In The Globe Revue's sketches and "black-outs" (brief gags), she displayed matchless timing and inflection. In one "black-out" she was one of two typists discussing their new boss. "I think he's lovely," says her co-worker, "and he dresses so well." Bryan replies, "Yes, and so quickly." When she co-starred in the AP Herbert-Vivian Ellis musical The Water Gypsies (1955), she realised an ambition nourished since Oldham, seeing her name in lights.

Shge starred in her last great revue, Living for Pleasure (1958) at the Garrick Theatre. Her major song in the show, "No Better Than I Should Be", was to become a staple of her solo shows and concert appearances, along with the music hall song "Because He Loves Me", which she sang in A Taste of Honey.

In 1954 she had married the Lancashire cricketer Bill Lawton.
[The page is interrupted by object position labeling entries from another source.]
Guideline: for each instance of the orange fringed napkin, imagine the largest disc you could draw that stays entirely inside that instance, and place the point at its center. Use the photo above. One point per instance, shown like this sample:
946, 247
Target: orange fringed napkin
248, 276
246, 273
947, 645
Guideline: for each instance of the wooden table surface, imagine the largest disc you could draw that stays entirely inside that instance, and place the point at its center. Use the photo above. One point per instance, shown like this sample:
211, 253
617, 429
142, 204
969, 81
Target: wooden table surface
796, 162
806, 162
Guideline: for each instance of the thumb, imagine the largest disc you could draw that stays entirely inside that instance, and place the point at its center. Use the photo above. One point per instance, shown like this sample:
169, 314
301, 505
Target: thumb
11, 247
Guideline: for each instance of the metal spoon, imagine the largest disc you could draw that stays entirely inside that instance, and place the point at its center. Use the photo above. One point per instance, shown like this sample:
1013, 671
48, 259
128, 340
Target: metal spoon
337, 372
It seemed that Bryan was unable to have children, and they adopted a son, Daniel, and a daughter, Georgina, then in her late thirties she bore a child, William. After Lawton retired he and Dora sold their Chiswick house and bought a hotel in Brighton.

In 1961 Bryan was given her finest film role, as the salty mother in A Taste of Honey. Her co-star Rita Tushingham, recalled, "She is so lovely, and what a talent! Why isn't she a Dame? I was very lucky because she was such a very normal person. I thought she was so touching. No one could have done it as well as she." Strangely, film work was scarce after wards: "I won the award as best film actress, then no one asked me to make another film for five years!"

In Hello, Dolly at Drury Lane (1966), she was a triumph, not only getting every laugh out of the libretto but displaying her ability to touch the heart with her determined vow to "rejoin the human race" after a period of widowhood, with the song "Before the Parade Passes By".

In 1984 she played Mistress Quickly in The Merry Wives of Windsor at Regent's Park Open Air Theatre. "I thought I'd have a crack at Shakespeare and I was so happy when I brought it off." She returned to muscals with Charlie Girl (1986), and the following year made her Broadway debut as Mrs Pearce in a distinguished revival of Pygmalion alongside Peter O'Toole, John Mills and Lionel Jeffries.

She had another personal triumph in the West End in the John Kander-Fred Ebb musical celebrating old age, 70, Girls, 70 (1991), and played Madame Arcati in a revival of Blithe Spirit at Chichester in 1997, the year her daughter Georgina died ("She used to work in our bar and she got into bad habits").

Sporadic film work after A Taste of Honey included the headmistress in Launder and Gilliat's The Great St Trinian's Train Robbery (1966), and a Hammer horror, Hands of the Ripper (1971). On television she starred in several shows of her own, including Our Dora (1956), Before the Fringe (1967) and According to Dora (1972), and made guest appearances on such shows as Heartbeat, Dinnerladies, Holby City and Absolutely Fabulous.

Her later career was chequered by ill-health – she relinquished a leading role in the musical On the Twentieth Century due to a nervous breakdown and left Last of the Summer Wine, announcing that she was semi-retiring order to spend more time with her husband, who was suffering from dementia. He died in 2008, and Bryan spent her final years in a nursing home in Hove.


Doreen May Broadbent (Dora Bryan), actress and singer: born Parbold, Lancashire 7 February 1924; OBE 1996; married 1954 Bill Lawton (died 2008; one son, one adopted son, and one adopted daughter deceased); died 23 July 2014.